Storage configuration

  • On the first startup of VorteX, you have to specify the path where the data will be stored and the name of the database that will contain all the clustering data.
  • Click "Done". The message saying "Host successfully added" should appear.

Data import

  • Press the "New Dataset" button, then "Select Source Files". Navigate to the directory where your FCS and CSV files are stored and select one or multiple files. If multiple files are selected, events from all files will be concatenated into one dataset, but the source file identity of each event will be preserved using a special Annotation object. You will be able to use this annotation during visualization and statistics table computation, enabling you to do overlay samples and compare multiple samples together
  • Click on the color bars to toggle the color and define which parameters will be used for clustering (Feature variables - blue), which will be imported, but not used for clustering (Side variables - yellow) or skipped from import (gray)
  • Select numerical transformation - asinh(x/5) is recommended for CyTOF and FACS data. Noise threshold is a way to remove low-level noise out of clustering variables. All values (raw, before numerical transformation) that are below the threshold will be set to zero. This improves the separation of clusters in multidimensional datasets because it increases the sparseness of expression vectors and thus alleviates the so-called "curse of dimensionality".

  • Apply row filtering. Euclidean noise filter removes any vectors where the sqrt of sum of squares of all feature variables fall below the specified threshold. This removes the "junk" measurements that don"t have any signal in any clustering channel.

  • Limit the number of measurements that are taken from every file. This helps to keep the size of the dataset reasonable. The ballpark estimate of optimal dataset size is 500K for a two-core laptop, 1M for a quad-core laptop with 16GB of RAM, 2-3M for a 16-core workstation with 64GB RAM.

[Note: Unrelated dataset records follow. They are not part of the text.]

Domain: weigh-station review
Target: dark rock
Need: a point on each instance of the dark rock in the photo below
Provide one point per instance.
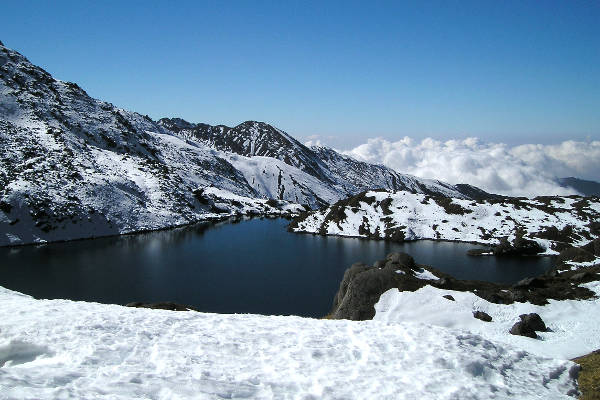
(593, 247)
(401, 258)
(579, 276)
(482, 316)
(166, 305)
(363, 285)
(575, 254)
(529, 324)
(530, 282)
(362, 292)
(520, 247)
(479, 252)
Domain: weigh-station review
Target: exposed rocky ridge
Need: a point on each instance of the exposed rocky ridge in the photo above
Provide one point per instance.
(363, 285)
(515, 226)
(585, 187)
(73, 167)
(344, 175)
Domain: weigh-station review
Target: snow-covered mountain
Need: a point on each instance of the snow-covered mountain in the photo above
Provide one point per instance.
(72, 166)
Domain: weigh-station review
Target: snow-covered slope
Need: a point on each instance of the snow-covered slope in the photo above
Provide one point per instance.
(573, 324)
(72, 166)
(552, 222)
(65, 349)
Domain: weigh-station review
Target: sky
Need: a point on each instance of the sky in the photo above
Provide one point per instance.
(341, 72)
(504, 95)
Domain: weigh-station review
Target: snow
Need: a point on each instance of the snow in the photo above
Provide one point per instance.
(427, 275)
(573, 324)
(486, 222)
(66, 349)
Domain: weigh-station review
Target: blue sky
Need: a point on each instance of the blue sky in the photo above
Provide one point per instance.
(504, 71)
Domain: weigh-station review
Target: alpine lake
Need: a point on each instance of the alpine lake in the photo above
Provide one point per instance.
(253, 266)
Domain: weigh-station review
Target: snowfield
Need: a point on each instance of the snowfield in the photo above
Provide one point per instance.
(66, 349)
(75, 167)
(573, 324)
(381, 214)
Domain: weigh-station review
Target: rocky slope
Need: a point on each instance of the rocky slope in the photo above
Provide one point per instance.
(544, 225)
(72, 166)
(363, 285)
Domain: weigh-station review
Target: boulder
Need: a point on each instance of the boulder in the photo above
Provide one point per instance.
(165, 305)
(528, 325)
(482, 316)
(575, 254)
(593, 247)
(520, 247)
(402, 259)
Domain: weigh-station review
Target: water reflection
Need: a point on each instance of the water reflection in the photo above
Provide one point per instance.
(255, 266)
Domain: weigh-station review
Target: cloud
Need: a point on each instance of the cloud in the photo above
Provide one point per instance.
(524, 170)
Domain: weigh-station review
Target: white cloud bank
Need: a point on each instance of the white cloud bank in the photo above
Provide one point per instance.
(524, 170)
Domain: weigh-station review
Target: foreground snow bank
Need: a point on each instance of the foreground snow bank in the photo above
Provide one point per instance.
(573, 324)
(60, 348)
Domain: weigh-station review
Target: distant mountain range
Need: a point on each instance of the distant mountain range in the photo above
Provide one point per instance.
(587, 188)
(72, 166)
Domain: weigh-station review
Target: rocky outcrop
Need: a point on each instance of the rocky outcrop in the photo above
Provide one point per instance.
(528, 325)
(362, 285)
(510, 226)
(485, 317)
(165, 305)
(519, 247)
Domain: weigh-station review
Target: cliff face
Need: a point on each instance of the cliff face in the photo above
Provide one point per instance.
(72, 166)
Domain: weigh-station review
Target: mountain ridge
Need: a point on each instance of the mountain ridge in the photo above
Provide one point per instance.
(72, 166)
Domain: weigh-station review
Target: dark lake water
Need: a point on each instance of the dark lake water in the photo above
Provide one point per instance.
(255, 266)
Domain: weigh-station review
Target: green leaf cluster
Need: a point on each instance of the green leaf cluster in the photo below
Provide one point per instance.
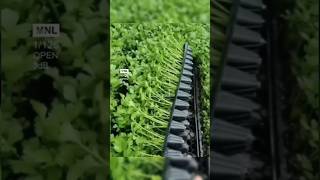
(303, 45)
(160, 11)
(153, 54)
(136, 168)
(51, 120)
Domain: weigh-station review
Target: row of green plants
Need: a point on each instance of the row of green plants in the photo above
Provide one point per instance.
(161, 11)
(141, 105)
(137, 168)
(53, 121)
(302, 42)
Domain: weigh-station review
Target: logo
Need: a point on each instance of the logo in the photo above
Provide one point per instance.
(45, 30)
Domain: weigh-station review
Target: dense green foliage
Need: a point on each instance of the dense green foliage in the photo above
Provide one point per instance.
(141, 106)
(52, 121)
(168, 11)
(303, 44)
(133, 168)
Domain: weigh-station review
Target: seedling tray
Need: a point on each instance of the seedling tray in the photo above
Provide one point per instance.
(244, 132)
(184, 136)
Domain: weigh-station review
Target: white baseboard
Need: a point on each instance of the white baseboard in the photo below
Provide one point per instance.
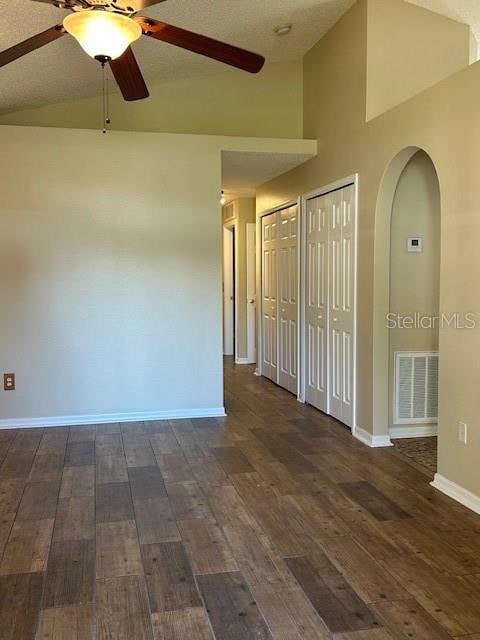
(105, 418)
(458, 493)
(414, 431)
(371, 440)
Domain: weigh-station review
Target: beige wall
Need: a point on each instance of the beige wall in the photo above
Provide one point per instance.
(109, 280)
(445, 121)
(244, 212)
(415, 277)
(110, 274)
(409, 49)
(232, 103)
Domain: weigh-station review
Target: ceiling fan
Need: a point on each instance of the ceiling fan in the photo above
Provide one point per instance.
(105, 29)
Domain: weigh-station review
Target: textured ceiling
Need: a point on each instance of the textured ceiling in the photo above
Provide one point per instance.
(467, 11)
(243, 171)
(61, 71)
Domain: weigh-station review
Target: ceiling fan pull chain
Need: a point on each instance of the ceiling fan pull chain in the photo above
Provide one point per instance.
(106, 105)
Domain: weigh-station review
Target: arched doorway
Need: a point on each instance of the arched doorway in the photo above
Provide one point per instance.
(406, 280)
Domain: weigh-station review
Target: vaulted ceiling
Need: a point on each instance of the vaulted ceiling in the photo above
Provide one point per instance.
(61, 71)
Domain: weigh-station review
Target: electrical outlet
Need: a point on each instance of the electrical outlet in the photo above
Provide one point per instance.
(9, 382)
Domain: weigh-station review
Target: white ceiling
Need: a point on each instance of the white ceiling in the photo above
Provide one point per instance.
(61, 71)
(243, 171)
(467, 11)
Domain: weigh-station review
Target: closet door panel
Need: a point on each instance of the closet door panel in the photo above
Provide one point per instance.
(288, 306)
(269, 296)
(316, 302)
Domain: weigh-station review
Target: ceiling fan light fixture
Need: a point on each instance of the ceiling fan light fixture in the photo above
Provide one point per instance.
(102, 34)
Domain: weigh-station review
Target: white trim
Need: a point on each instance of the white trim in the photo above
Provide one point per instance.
(417, 431)
(354, 180)
(458, 493)
(105, 418)
(232, 226)
(371, 440)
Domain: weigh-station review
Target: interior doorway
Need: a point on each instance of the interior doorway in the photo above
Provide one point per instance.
(229, 328)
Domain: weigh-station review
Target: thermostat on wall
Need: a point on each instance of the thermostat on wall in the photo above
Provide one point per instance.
(415, 245)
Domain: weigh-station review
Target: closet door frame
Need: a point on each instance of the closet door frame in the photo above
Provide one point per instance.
(322, 191)
(284, 205)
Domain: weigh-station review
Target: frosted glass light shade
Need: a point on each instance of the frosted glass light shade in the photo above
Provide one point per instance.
(102, 34)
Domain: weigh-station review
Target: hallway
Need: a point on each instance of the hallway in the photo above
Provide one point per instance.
(271, 523)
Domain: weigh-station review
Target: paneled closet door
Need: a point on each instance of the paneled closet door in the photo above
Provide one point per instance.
(330, 300)
(269, 295)
(341, 304)
(316, 271)
(288, 298)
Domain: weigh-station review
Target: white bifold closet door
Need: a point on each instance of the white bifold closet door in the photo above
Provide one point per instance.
(280, 297)
(269, 295)
(330, 301)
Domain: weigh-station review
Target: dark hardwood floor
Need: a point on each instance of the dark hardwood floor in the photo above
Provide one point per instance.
(271, 523)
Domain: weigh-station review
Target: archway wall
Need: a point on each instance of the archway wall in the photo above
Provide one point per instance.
(411, 204)
(444, 121)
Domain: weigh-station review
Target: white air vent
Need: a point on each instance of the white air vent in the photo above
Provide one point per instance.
(416, 387)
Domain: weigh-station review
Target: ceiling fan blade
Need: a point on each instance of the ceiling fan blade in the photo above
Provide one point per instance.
(129, 77)
(35, 42)
(204, 45)
(136, 5)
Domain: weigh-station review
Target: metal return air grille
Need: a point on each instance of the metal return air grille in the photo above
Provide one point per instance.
(416, 387)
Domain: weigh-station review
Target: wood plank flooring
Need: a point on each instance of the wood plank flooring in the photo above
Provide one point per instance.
(270, 524)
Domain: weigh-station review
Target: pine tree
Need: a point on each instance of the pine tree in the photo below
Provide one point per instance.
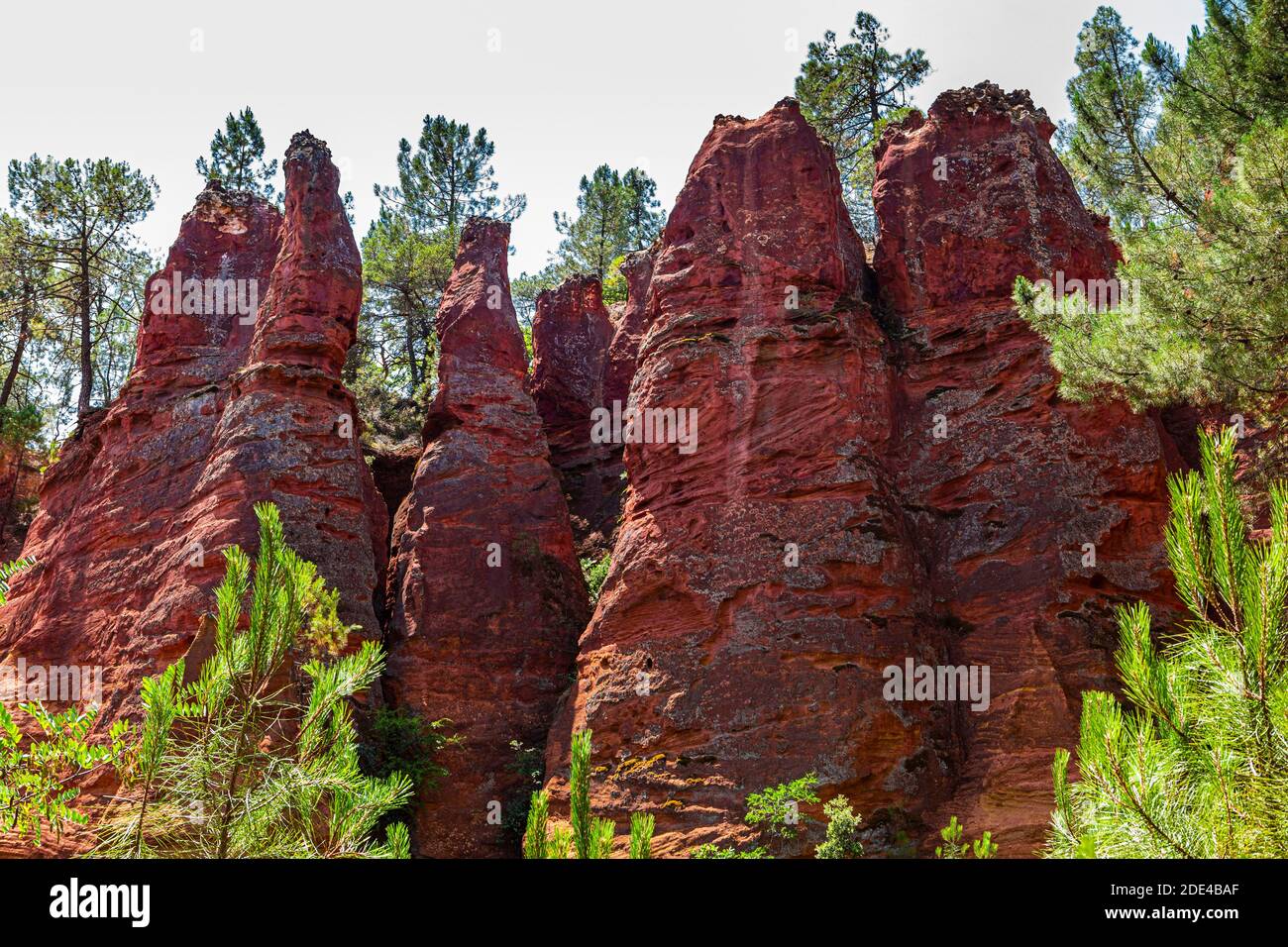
(848, 93)
(237, 158)
(258, 757)
(78, 218)
(407, 258)
(588, 835)
(1186, 157)
(616, 214)
(1193, 762)
(447, 179)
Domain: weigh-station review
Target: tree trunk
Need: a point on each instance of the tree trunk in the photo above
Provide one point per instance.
(86, 339)
(17, 359)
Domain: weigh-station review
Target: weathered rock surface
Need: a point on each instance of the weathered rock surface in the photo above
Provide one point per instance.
(712, 665)
(630, 328)
(1008, 501)
(571, 338)
(485, 591)
(223, 410)
(936, 492)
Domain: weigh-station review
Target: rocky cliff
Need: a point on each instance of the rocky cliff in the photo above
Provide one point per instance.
(837, 474)
(881, 474)
(572, 334)
(235, 398)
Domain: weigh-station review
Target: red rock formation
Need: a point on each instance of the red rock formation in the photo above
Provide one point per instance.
(1021, 480)
(763, 579)
(631, 326)
(485, 591)
(571, 335)
(224, 408)
(713, 667)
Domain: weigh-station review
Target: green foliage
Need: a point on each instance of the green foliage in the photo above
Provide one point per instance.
(588, 835)
(614, 287)
(616, 214)
(1197, 764)
(953, 847)
(777, 808)
(76, 219)
(447, 179)
(845, 91)
(595, 571)
(579, 795)
(237, 158)
(407, 258)
(535, 838)
(38, 772)
(1186, 154)
(9, 570)
(258, 757)
(402, 741)
(642, 835)
(842, 831)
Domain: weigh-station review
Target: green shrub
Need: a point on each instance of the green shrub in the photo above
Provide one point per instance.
(595, 573)
(842, 831)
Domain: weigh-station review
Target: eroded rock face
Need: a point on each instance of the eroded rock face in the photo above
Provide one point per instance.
(859, 497)
(630, 326)
(760, 579)
(1035, 515)
(571, 337)
(227, 406)
(484, 586)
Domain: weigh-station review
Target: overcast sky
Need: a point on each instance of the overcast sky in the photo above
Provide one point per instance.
(561, 86)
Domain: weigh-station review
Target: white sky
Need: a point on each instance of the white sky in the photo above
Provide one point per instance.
(561, 86)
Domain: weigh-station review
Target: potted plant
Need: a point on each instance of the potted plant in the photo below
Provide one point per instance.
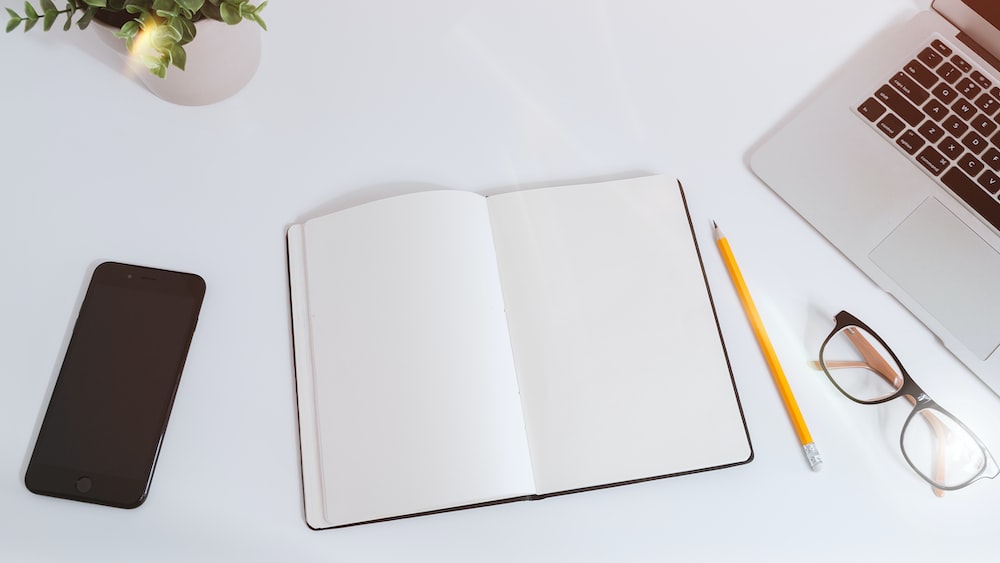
(155, 31)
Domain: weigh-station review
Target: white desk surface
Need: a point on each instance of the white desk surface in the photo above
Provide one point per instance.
(359, 100)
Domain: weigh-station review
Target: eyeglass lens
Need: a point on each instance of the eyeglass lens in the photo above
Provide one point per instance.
(860, 366)
(941, 449)
(935, 444)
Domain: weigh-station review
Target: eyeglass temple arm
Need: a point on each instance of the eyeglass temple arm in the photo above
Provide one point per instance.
(878, 363)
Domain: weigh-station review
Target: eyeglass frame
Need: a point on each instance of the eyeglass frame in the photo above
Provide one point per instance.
(910, 390)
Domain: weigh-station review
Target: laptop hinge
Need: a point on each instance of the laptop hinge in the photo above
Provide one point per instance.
(979, 50)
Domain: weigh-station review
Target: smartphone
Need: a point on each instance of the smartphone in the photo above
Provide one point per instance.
(106, 418)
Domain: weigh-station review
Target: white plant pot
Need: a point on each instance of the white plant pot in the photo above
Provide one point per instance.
(221, 60)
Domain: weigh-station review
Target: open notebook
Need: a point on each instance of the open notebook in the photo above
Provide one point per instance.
(453, 350)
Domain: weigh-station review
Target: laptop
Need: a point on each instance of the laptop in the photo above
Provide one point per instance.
(896, 161)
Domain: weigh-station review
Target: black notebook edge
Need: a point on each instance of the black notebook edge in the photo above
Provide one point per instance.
(532, 497)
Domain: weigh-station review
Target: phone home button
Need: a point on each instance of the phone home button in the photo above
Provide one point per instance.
(83, 484)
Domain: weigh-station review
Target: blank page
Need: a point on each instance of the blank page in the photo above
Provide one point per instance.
(416, 398)
(620, 362)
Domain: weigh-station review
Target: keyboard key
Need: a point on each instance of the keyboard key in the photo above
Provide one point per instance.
(891, 125)
(920, 73)
(932, 160)
(949, 73)
(969, 191)
(980, 79)
(931, 131)
(989, 181)
(910, 142)
(971, 165)
(941, 47)
(984, 125)
(897, 103)
(871, 109)
(935, 109)
(961, 64)
(964, 109)
(974, 142)
(945, 93)
(909, 88)
(930, 57)
(968, 88)
(992, 158)
(988, 104)
(955, 126)
(951, 148)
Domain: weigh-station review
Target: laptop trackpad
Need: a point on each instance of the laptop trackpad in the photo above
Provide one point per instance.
(949, 270)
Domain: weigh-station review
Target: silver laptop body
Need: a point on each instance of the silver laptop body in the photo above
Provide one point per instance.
(879, 161)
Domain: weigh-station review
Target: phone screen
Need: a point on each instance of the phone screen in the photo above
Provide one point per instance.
(108, 411)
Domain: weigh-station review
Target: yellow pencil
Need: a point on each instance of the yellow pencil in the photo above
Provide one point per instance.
(808, 446)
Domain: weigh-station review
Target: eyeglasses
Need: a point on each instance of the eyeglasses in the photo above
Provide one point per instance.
(937, 445)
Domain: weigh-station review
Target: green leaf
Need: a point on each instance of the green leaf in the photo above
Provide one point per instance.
(86, 18)
(129, 29)
(15, 20)
(193, 5)
(48, 20)
(172, 32)
(179, 56)
(230, 13)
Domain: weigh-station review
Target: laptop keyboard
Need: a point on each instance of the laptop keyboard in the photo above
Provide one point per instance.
(944, 114)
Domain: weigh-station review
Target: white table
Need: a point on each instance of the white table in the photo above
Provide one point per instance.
(359, 100)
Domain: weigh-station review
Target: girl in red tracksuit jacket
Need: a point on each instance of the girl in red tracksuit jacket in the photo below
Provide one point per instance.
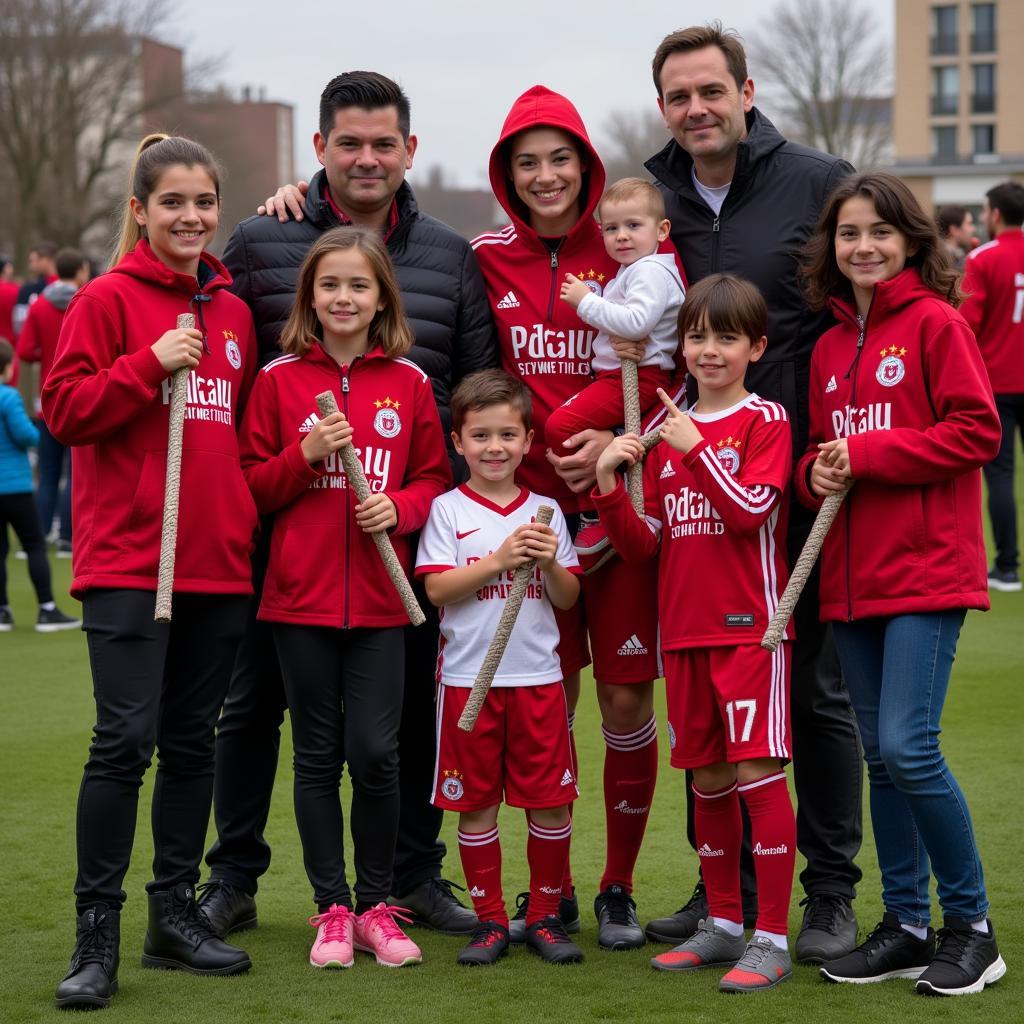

  • Click "Finalize Import". The application may become unresponsive for a minute or two until the import is complete.

Clustering the Data

  • Press the "New Clustering" button.

  • Then, select the distance measure. Angular distance (arccosine of uncentered Pearson correlation) is fast and great for multidimensional data, but it assumes that the data is zero-centered, i.e. the negative values on every marker (feature variable) are distributed around zero. Euclidean distance doesn't require this assumption but takes longer to compute. Note: CyTOF data is typically zero-centered, while FACS data is often not, unless the mean of the negative population has been specifically subtracted from values on every channel. Choose the clustering algorithm: X-shift is the recommended default method.

  • Specify the algorithm parameters. Typically the clustering in done in batches, whereby a series of clustering results are produced with varying free parameter values. For instance, setting K from 150 to 5 in 30 steps will make clustering run clustering with K=150, 145, ...., 10, 5.

  • Press "Go". Clustering will start running and the progress notifications will be printed in real time into the console. Once ready, the window will close and the clustering results will appear in the lower left pane.

  • Select all the cluster results that were produced from this clustering run. You can use Ctrl+A (Apple+A on Mac) to select all rows. Then right-click on any selected row and choose Validation->Find Elbow point for cluster number

  • A message will appear that indicates the K that corresponds to the optimal clustering.

  • Now, select the clustering with the corresponding K. The list of clusters will appear in the upper right pane.

  • Select all clusters in the list (Ctrl+A both on Windows or Mac). Right-click on any cluster and select Create Graph->Force-Directed Layout.

  • Choose the maximal number of cells to be selected from each cluster and the number of nearest neighbors. The total number of cells should typically stay within 30000, in order to maintain reasonable speed. Recommended N is 10. The window will be displayed with a progress bar. Once the progress bar disappears, the layout will begin automatically.